Le statut juridique du robot reste à imaginer, le droit se réinventer ou s’adapter. Considérer une intelligence artificielle (autonome) comme un « res nullius » mène à une impasse. Ne serait-il pas opportun de le qualifier de « res communis », chose commune, insusceptible d’être appropriée ? Sa création serait un bien dont l’usage s’inspirant du fair use serait permis librement à tous, moyennant un accès illimité aux ressources électriques donné aux IA. Quant au droit moral sur les œuvres, tablons qu’il soit défendu par tout un chacun ou une instance non humaine. Peut-être ne sont-là que des questions humaines que les intelligences artificielles ignoreront ou résoudront de manière imprévisible. Car s’il est facile et valorisant de prendre la défense d’un singe « artiste », d’accabler l’âne au pinceau, il sera sans doute bien plus compliqué de négocier avec une intelligence artificielle.
Ajoutons, revenant aux fondamentaux du droit d’auteur, qu’une œuvre appartient par principe, non pas à l’auteur, mais à la communauté.
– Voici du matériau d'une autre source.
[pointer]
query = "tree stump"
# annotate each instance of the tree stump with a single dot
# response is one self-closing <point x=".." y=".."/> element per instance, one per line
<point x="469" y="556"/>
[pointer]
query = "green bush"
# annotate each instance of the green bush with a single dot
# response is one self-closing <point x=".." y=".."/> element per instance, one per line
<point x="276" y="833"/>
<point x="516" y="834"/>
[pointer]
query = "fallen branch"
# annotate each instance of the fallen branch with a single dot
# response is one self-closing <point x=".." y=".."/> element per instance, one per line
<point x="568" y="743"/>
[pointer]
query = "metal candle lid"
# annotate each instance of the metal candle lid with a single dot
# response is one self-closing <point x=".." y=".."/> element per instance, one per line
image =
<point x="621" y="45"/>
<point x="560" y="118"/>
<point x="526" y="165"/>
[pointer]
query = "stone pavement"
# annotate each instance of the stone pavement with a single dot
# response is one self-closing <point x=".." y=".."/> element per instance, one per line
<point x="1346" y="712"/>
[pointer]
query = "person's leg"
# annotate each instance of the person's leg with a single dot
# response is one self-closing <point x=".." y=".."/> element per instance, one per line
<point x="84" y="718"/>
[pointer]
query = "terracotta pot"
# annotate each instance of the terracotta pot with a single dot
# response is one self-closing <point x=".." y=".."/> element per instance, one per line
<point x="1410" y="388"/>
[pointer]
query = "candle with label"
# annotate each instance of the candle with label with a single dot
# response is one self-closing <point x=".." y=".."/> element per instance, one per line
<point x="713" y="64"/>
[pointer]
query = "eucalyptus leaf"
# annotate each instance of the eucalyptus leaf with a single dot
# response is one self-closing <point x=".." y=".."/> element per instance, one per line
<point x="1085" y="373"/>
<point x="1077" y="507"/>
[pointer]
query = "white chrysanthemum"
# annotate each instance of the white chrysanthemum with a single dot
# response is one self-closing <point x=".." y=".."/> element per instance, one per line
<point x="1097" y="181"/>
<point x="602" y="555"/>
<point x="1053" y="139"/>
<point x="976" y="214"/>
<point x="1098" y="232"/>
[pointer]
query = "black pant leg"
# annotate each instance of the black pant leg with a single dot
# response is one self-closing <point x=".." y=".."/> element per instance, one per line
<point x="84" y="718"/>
C’est par l’effet d’un contrat social (le droit d’auteur) que l’œuvre est gérée en exclusivité par l’auteur pendant une période limitée. La loi accorde à l’auteur un monopole d’exploitation temporaire. Dans cet esprit, il serait logique que la création artistique des robots sans « maître » appartienne au domaine public, soit un bien commun libre de droits. Sauf aux IA à inventer un modèle pour l’exploitation de leurs créations, mais la proposition relève encore, pour quelques temps, de l’anticipation.